Cancer Genet Cytogenet. 1996 Sep;90(2):146-53. doi: 10.1016/s0165-4608(96)00066-0.
To trace the sequence of numerical chromosomal aberrations during tumor progression of colorectal tumors, we studied intratumoral heterogeneity of chromosomal copy number by a combined fluorescence in situ hybridization (FISH) and ploidy analysis. We used six formalin-fixed paraffin-embedded tumors of which the mucosal lesions were preserved. Nuclear suspensions were made from the tumor tissues that were scraped from several small regions in 100 micron thick sections. Copy number of chromosomes 1, 7, 17, and 18 were examined by FISH with centromeric repetitive probes. DNA ploidy was monitored by cytofluorometry, and was correlated to the chromosomal copy number on the smear slides of identical nuclear suspension from each tumor portion. All the tumors examined included the DNA-diploid regions in the mucosa, where cancer cells commonly showed monosomy 18 and/or trisomy 7. These chromosomal changes may be quite common early events before the occurrence of DNA-aneuploidy in the development of colorectal tumors. Three out of the 6 tumors included near-tetraploid (3.6-4.1C) cells in deeper invasive regions. Chromosomal constitution of DNA-aneuploid cells was suggested to derive from that of DNA-diploid cells through ploidy duplication with or without additional loss or gain of chromosomes.
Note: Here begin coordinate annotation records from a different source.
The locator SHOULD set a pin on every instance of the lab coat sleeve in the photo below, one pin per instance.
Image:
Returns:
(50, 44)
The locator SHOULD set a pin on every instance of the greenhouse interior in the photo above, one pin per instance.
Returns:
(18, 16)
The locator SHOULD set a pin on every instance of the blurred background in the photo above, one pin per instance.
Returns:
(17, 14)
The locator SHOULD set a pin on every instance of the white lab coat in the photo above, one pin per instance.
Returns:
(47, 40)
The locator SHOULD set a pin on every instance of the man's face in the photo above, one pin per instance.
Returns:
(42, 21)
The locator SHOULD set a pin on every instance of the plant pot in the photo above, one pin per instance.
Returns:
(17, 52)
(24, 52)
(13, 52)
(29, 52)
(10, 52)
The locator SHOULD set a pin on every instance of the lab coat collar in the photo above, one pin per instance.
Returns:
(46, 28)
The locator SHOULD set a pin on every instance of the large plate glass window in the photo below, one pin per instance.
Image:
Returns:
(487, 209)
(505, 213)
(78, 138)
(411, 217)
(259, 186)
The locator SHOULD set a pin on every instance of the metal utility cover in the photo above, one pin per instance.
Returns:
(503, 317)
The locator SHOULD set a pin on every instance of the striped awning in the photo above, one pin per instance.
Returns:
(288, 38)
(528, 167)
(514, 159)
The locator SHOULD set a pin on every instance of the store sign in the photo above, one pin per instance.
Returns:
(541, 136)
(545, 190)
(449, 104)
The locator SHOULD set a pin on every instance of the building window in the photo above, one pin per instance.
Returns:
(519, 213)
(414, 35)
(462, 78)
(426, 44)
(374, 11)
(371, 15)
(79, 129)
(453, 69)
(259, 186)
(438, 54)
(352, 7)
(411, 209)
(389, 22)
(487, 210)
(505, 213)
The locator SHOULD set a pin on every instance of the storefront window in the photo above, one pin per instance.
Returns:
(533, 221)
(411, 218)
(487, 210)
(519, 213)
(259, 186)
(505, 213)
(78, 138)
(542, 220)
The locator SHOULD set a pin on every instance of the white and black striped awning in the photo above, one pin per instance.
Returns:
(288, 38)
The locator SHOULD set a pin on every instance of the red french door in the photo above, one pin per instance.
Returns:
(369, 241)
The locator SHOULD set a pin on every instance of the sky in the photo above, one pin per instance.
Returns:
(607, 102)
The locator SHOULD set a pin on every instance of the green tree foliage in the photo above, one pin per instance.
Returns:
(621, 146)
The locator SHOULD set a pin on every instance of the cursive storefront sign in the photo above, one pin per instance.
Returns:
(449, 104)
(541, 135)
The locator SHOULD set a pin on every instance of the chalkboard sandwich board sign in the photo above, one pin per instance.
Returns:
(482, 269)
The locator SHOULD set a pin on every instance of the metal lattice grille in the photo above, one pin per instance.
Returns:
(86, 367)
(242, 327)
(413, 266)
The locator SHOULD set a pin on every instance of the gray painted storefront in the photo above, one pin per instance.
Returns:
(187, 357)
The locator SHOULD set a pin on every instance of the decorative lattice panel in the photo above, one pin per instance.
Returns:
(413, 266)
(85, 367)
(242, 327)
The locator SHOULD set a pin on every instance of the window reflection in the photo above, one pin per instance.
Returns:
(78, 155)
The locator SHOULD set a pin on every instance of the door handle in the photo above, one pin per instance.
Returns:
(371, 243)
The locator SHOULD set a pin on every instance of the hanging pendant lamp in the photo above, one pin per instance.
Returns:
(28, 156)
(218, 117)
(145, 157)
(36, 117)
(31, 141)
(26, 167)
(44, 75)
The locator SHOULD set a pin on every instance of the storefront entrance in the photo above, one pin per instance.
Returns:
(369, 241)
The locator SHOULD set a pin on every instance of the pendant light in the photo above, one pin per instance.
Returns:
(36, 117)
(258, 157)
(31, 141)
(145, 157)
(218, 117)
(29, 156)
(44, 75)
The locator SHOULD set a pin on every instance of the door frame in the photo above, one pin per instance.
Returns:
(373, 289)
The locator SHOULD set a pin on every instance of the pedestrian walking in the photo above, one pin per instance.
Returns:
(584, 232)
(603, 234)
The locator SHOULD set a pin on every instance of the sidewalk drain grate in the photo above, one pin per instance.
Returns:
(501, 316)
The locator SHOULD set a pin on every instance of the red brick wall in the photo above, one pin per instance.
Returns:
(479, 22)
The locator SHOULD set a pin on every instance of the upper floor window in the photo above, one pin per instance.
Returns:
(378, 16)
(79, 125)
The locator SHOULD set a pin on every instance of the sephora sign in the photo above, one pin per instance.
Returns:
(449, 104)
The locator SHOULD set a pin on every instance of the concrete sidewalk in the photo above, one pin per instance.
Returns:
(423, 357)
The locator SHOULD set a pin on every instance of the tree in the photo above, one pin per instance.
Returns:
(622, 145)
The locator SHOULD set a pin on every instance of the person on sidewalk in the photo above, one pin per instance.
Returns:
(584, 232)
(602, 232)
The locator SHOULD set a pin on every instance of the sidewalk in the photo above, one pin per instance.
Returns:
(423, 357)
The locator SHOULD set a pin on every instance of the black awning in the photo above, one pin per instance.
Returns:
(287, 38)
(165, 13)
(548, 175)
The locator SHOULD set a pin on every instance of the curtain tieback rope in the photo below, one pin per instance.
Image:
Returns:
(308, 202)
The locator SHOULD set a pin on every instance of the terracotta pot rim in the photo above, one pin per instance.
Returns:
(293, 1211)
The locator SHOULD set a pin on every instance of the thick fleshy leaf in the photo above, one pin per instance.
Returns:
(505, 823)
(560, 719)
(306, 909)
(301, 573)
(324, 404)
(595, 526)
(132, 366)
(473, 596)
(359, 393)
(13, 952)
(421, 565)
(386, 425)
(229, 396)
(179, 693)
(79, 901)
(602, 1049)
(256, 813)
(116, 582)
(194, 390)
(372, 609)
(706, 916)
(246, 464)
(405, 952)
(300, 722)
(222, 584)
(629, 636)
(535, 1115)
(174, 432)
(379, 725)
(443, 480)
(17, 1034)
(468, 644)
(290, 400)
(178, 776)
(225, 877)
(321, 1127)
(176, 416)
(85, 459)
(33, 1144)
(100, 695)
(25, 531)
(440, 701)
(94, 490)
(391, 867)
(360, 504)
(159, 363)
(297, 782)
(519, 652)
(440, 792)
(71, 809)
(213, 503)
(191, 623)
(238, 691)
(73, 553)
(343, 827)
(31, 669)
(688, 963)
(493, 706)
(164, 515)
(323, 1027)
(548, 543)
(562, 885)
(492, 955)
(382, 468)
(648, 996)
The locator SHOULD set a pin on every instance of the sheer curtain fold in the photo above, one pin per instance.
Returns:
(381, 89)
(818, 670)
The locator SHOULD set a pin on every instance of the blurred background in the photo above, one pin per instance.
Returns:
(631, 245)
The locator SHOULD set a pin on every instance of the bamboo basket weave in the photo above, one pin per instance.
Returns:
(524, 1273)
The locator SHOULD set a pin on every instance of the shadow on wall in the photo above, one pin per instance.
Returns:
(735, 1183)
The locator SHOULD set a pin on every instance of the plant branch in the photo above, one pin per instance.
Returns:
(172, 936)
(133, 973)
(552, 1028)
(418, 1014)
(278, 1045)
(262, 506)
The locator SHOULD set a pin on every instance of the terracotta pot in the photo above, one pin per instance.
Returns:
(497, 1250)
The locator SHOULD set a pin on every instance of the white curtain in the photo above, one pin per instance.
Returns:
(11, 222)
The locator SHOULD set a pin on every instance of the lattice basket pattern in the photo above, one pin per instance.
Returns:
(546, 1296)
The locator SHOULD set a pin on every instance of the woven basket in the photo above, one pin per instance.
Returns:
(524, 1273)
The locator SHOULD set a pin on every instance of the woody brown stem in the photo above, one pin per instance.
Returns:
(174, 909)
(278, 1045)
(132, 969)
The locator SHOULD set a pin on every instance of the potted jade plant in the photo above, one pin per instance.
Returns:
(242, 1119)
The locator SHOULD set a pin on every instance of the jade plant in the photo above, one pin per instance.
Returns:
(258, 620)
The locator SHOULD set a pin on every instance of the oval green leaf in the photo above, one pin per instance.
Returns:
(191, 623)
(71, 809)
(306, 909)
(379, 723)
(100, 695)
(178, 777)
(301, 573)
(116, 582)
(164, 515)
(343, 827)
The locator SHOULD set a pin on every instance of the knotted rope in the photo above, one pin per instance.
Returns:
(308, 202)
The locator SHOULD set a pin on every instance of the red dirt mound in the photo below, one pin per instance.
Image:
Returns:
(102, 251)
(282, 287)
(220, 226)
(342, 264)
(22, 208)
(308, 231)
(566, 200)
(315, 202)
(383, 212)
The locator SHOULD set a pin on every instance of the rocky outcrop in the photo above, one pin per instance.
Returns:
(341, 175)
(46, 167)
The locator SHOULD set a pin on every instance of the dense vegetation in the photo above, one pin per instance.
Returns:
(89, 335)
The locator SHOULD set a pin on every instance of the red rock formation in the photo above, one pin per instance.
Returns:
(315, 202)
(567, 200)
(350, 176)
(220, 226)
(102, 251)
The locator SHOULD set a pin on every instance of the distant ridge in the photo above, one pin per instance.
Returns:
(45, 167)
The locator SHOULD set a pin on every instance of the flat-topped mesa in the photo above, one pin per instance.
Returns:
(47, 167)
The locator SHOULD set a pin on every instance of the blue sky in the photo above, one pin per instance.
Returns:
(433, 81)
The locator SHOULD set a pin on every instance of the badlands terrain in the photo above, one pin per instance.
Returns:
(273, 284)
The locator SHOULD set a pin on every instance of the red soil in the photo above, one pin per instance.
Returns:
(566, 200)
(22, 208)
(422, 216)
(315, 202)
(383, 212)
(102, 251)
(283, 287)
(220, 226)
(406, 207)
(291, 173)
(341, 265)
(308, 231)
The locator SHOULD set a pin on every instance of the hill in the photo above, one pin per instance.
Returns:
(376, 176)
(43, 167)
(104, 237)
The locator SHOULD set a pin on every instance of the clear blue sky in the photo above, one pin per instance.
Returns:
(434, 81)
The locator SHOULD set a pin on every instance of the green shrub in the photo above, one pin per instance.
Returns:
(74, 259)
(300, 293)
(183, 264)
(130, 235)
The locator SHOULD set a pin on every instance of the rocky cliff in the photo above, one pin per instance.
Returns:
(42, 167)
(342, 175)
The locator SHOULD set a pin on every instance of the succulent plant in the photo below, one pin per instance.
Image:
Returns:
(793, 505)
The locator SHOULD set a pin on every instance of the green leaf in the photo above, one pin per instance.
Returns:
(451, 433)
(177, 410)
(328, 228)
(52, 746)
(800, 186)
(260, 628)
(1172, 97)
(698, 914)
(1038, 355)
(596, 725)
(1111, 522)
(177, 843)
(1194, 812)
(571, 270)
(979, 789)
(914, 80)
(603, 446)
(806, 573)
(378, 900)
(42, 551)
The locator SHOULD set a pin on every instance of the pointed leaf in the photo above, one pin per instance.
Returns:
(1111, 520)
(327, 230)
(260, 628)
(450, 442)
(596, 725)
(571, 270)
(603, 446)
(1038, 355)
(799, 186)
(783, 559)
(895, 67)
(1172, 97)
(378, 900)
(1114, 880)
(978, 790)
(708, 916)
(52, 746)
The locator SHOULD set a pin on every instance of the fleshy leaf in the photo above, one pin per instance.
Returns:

为了追踪结直肠癌肿瘤进展过程中染色体数目异常的序列,我们通过荧光原位杂交(FISH)和倍性分析相结合的方法研究了肿瘤内染色体拷贝数的异质性。我们使用了6个福尔马林固定石蜡包埋的肿瘤,其黏膜病变得以保留。从100微米厚切片的几个小区域刮取的肿瘤组织制成核悬液。使用着丝粒重复探针通过FISH检测1、7、17和18号染色体的拷贝数。通过细胞荧光测定法监测DNA倍性,并将其与来自每个肿瘤部分的相同核悬液涂片上的染色体拷贝数相关联。所有检测的肿瘤在黏膜中都包含DNA二倍体区域,其中癌细胞通常表现为18号染色体单体和/或7号染色体三体。这些染色体变化可能是结直肠癌发生过程中DNA非整倍体出现之前相当常见的早期事件。6个肿瘤中有3个在更深的浸润区域包含近四倍体(3.6 - 4.1C)细胞。DNA非整倍体细胞的染色体组成被认为是通过倍性加倍从DNA二倍体细胞衍生而来,可能伴有或不伴有额外的染色体丢失或增加。